When the computer 1102 is used in the LAN networking environment, the computer 1102 is connected to the local network 1152 through a wired and/or wireless communication network interface or an adaptor 1156. The adaptor 1156 may make wired or wireless communication to the LAN 1152 easy, and the LAN 1152 also includes a wireless access point installed therein for the communication with the wireless adaptor 1156. When the computer 1102 is used in the WAN networking environment, the computer 1102 may include a modem 1158, is connected to a communication computing device on a WAN 1154, or includes other means setting communication through the WAN 1154 via the Internet. The modem 1158, which may be an embedded or outer-mounted and wired or wireless device, is connected to the system bus 1108 through a serial port interface 1142. In the networked environment, the program modules described for the computer 1102 or some of the program modules may be stored in a remote memory/storage device 1150. The illustrated network connection is illustrative, and those skilled in the art will appreciate well that other means setting a communication link between the computers may be used.

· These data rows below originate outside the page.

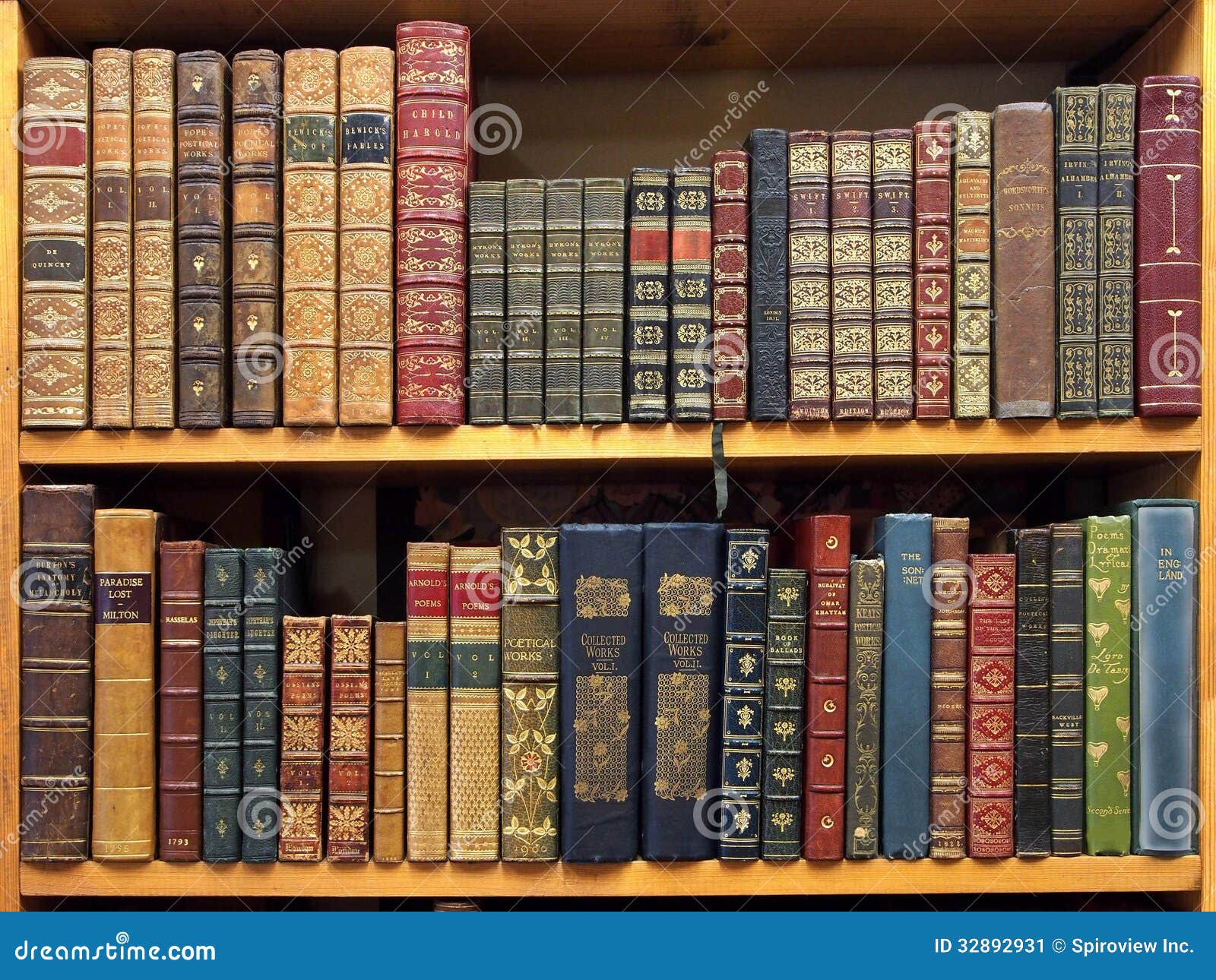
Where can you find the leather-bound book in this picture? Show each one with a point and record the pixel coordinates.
(257, 155)
(973, 264)
(204, 267)
(426, 700)
(486, 302)
(532, 564)
(180, 783)
(853, 271)
(125, 678)
(866, 585)
(1067, 652)
(894, 210)
(932, 289)
(348, 783)
(784, 713)
(111, 247)
(433, 83)
(1108, 702)
(648, 287)
(1116, 222)
(692, 376)
(747, 597)
(1076, 267)
(603, 299)
(990, 694)
(56, 593)
(388, 744)
(821, 546)
(365, 237)
(1169, 349)
(948, 691)
(302, 769)
(154, 149)
(1031, 761)
(1167, 815)
(54, 243)
(474, 720)
(600, 688)
(1023, 261)
(681, 688)
(768, 267)
(223, 688)
(729, 311)
(563, 301)
(310, 237)
(526, 301)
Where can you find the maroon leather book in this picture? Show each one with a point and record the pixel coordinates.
(433, 79)
(821, 546)
(1169, 182)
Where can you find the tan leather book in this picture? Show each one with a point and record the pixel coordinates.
(365, 239)
(310, 237)
(125, 546)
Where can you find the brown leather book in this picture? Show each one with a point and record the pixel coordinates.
(388, 748)
(127, 544)
(948, 688)
(55, 595)
(1024, 261)
(301, 769)
(111, 251)
(182, 700)
(310, 237)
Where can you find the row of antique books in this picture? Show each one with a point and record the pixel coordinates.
(600, 692)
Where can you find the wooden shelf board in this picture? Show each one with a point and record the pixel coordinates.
(1076, 874)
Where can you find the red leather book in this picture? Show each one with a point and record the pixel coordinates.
(1169, 350)
(932, 285)
(433, 81)
(990, 686)
(821, 546)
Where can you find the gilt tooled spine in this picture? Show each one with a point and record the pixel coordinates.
(204, 267)
(56, 670)
(55, 242)
(433, 157)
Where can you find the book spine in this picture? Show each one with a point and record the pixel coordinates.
(125, 684)
(1076, 263)
(55, 243)
(182, 700)
(257, 172)
(426, 700)
(365, 237)
(204, 267)
(648, 285)
(603, 299)
(486, 302)
(55, 584)
(111, 248)
(433, 88)
(154, 145)
(302, 773)
(948, 694)
(822, 550)
(1067, 646)
(973, 264)
(784, 714)
(729, 310)
(1116, 222)
(310, 237)
(747, 584)
(532, 568)
(1108, 722)
(600, 688)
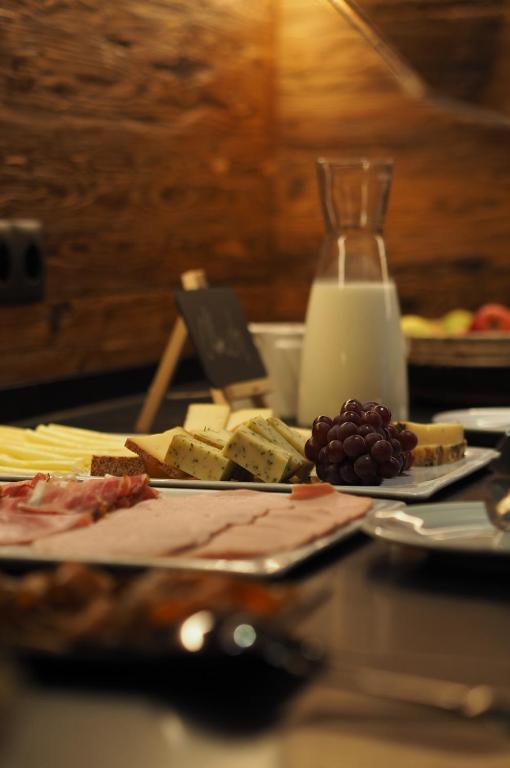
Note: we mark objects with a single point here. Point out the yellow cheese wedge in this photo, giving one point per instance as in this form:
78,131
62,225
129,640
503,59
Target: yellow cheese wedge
445,433
206,415
298,465
433,455
198,459
215,437
153,450
295,437
257,455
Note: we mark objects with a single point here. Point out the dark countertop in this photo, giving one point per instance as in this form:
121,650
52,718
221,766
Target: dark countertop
441,615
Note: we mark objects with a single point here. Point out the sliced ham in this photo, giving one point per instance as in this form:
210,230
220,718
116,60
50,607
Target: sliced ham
283,529
23,528
162,526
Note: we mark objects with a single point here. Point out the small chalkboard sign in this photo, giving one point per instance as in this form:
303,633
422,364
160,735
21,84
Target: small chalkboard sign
215,321
217,327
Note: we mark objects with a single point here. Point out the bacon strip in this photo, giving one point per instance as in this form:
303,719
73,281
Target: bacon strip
35,508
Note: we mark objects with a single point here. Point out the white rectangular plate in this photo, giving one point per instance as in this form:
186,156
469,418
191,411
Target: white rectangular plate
418,483
462,527
274,565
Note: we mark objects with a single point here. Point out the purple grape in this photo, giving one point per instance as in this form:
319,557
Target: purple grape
384,413
320,432
408,461
351,405
323,457
312,449
381,451
332,474
335,433
354,446
327,419
321,471
365,467
346,430
395,444
348,475
349,416
335,451
373,419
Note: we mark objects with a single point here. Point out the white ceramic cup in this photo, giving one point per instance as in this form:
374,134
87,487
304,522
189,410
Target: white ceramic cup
280,346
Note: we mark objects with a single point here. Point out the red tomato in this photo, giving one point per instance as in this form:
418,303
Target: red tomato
491,317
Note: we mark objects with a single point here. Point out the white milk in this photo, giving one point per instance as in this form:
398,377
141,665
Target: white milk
353,348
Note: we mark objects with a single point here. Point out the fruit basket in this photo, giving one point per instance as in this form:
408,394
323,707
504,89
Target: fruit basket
485,350
460,338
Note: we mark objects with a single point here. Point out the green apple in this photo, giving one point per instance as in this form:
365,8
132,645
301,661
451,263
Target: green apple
456,321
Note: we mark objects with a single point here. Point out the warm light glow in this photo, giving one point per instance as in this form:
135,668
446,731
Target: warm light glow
193,630
244,635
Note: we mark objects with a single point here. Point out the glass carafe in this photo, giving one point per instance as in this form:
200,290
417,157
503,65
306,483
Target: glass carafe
353,346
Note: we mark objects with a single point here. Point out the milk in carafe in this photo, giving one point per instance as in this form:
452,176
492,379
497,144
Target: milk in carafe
353,346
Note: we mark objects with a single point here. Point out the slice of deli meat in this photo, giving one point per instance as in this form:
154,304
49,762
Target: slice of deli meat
36,508
162,526
45,495
22,528
283,529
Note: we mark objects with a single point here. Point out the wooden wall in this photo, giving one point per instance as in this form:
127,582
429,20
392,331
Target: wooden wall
139,132
448,224
152,136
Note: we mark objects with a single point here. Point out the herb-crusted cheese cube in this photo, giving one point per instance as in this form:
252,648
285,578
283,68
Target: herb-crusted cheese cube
202,415
257,455
216,437
295,438
198,459
298,465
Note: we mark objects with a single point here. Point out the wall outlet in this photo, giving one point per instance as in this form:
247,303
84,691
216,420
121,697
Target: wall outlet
21,261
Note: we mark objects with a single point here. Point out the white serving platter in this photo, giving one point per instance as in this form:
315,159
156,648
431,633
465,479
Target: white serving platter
274,565
418,483
492,420
462,527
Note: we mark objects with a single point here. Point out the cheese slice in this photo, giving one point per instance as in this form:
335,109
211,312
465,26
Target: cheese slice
433,455
298,465
202,461
153,450
264,460
297,438
215,437
444,433
206,415
245,414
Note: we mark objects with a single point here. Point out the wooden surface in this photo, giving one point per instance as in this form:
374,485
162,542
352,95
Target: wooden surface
171,136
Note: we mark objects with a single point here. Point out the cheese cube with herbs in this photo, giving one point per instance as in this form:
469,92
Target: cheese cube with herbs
206,415
264,460
298,465
202,461
215,437
295,438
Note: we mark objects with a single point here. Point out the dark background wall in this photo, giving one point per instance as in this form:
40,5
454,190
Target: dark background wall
154,136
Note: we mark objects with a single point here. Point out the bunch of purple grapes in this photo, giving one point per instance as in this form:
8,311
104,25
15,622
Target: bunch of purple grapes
359,446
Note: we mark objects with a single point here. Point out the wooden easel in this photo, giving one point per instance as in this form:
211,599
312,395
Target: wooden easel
254,389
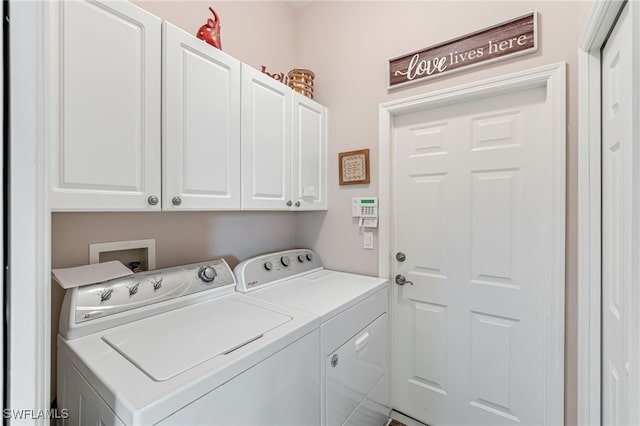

The computer 1102 performs an operation of communicating with a predetermined wireless device or entity, for example, a printer, a scanner, a desktop and/or portable computer, a portable data assistant (PDA), a communication satellite, predetermined equipment or place related to a wirelessly detectable tag, and a telephone, which is disposed by wireless communication and is operated. The operation includes a wireless fidelity (Wi-Fi) and Bluetooth wireless technology at least. Accordingly, the communication may have a pre-defined structure, such as a network in the related art, or may be simply ad hoc communication between at least two devices.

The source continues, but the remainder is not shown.